Sure there is a fast way, consider the slight generalization where the denominator is a function R so your case is R=x^2+y^2+z^2

then we have

[tex]J=
\left|
\begin{array}{ccc}
u_x & u_y & u_z \\
v_x & v_y & v_z \\
w_x & w_y & w_z
\end{array} \right|
=\frac{1}{R^3}
\left|
\begin{array}{ccc}
1 - x R_x/R & -x R_y/R & -x R_z/R \\
-y R_x/R & 1 - y R_y/R & -y R_z/R \\
-z R_x/R & -z R_y/R & 1 - z R_z/R
\end{array} \right|
=\frac{1-(x R_x+y R_y+z R_z)/R}{R^3}[/tex]

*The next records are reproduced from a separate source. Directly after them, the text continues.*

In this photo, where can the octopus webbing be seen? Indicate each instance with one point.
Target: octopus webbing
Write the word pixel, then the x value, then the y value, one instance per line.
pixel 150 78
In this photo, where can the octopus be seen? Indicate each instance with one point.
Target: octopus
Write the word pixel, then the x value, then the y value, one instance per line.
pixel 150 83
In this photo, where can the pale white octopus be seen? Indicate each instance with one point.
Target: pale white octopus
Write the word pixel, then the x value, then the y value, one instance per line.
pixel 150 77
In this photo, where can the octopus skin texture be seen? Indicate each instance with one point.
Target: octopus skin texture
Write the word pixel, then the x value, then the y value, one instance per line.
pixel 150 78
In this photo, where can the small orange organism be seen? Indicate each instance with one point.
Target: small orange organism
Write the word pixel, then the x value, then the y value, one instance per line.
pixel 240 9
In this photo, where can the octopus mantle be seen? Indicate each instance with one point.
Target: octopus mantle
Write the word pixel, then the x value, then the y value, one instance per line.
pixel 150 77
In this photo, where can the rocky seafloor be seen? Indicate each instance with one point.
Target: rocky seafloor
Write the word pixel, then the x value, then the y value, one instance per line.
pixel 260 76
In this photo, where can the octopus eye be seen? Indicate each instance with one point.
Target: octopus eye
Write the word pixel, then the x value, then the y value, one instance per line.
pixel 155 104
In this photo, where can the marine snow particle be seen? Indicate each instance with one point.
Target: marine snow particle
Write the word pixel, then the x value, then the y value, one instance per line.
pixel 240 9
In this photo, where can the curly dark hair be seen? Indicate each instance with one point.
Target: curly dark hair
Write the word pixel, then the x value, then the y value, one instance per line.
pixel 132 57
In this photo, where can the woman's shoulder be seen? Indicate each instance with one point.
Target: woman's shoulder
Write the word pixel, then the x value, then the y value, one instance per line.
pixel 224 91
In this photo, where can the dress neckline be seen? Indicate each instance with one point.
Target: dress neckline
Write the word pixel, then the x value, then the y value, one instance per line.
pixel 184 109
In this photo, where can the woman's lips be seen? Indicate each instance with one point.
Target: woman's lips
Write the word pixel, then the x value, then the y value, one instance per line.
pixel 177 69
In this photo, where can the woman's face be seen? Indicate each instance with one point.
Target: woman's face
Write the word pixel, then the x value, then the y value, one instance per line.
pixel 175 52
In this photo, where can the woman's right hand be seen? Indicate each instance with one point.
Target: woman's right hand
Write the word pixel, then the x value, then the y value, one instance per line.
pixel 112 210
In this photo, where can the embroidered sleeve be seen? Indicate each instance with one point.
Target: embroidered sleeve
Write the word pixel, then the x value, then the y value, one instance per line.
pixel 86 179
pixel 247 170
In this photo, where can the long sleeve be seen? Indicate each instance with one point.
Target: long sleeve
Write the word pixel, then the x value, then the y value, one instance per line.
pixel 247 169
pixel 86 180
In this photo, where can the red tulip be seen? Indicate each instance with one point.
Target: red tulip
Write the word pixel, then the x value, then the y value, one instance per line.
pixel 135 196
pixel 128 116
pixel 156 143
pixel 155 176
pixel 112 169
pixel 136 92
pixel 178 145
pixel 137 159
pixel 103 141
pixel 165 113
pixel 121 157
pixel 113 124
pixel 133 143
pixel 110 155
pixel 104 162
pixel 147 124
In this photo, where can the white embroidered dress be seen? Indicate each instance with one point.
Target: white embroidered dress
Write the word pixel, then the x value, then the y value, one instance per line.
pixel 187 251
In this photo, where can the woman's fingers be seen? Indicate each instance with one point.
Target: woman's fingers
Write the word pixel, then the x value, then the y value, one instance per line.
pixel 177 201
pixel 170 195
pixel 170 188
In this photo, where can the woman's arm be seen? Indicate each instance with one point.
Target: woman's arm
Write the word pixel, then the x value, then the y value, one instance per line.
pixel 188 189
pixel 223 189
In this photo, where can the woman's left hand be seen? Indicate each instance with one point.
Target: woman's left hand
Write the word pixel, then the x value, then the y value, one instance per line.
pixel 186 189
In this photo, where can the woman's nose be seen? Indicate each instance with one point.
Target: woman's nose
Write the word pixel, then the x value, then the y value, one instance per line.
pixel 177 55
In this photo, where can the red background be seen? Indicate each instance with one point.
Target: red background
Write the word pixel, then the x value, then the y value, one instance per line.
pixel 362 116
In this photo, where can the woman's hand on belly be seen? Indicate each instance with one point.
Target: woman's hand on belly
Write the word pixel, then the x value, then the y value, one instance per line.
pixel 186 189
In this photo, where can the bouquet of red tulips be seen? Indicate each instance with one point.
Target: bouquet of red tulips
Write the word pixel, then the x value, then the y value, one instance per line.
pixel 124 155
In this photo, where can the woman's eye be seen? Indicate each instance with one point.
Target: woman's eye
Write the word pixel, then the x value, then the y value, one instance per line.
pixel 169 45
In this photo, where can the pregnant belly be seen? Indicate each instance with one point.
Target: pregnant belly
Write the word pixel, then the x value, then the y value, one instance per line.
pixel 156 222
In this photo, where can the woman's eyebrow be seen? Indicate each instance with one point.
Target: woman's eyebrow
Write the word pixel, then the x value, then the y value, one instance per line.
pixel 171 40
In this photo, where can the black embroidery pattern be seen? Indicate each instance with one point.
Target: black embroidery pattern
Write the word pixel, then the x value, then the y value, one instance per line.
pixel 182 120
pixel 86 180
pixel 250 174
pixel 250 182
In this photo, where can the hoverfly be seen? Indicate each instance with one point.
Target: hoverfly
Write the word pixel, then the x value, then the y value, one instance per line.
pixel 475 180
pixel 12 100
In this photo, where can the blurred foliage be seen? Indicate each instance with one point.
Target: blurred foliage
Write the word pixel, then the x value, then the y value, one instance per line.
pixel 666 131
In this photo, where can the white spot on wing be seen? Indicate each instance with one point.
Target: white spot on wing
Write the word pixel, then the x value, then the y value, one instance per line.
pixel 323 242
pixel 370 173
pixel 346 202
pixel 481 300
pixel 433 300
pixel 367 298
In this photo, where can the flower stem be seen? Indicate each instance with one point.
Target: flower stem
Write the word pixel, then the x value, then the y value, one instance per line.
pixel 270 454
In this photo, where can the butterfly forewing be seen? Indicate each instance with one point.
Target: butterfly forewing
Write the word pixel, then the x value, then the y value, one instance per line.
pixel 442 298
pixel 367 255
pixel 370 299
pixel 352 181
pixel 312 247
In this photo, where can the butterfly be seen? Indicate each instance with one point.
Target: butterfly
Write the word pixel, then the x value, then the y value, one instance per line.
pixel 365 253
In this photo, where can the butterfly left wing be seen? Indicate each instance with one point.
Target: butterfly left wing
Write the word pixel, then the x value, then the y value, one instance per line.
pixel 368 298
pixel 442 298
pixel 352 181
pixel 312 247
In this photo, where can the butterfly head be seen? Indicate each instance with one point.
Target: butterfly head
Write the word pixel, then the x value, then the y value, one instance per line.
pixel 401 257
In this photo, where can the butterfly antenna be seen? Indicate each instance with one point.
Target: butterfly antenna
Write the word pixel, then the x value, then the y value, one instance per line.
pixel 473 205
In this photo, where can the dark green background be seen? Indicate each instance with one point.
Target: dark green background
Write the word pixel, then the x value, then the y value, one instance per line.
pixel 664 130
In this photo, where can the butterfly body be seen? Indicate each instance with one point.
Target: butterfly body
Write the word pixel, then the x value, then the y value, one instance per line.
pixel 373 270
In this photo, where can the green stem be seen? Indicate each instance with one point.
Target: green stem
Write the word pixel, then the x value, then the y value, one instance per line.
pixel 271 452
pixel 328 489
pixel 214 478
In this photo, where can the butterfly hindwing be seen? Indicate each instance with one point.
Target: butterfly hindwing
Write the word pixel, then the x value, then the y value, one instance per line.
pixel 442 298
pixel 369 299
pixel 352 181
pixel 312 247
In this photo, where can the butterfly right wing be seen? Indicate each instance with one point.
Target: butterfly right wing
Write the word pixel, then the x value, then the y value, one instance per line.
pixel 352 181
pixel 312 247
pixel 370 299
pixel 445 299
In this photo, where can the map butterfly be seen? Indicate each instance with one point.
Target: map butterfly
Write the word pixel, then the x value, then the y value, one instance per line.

The determinant is closely related to

[tex]\left|
\begin{array}{ccc}
a-U & -V & -W \\
-U & b-V & -W \\
-U & -V & c-W
\end{array} \right| =abc-bc U-ac V-abW[/tex]
lurflurf
#3
Dec19-12, 07:25 PM
HW Helper
P: 2,264
^The inverse is right.

lavinia
#4
Dec20-12, 08:11 AM
Sci Advisor
P: 1,716
Question about computing Jacobians of transformations

This function just divides each vector by the square of its length. A small cube alligned so that its base is tangent to a sphere centered at the origin will be shrunk in volume by a factor of the sixth power of the radius of the sphere. So the magnitude of the determinant is the reciprocal of the sixth power of the radius of the sphere.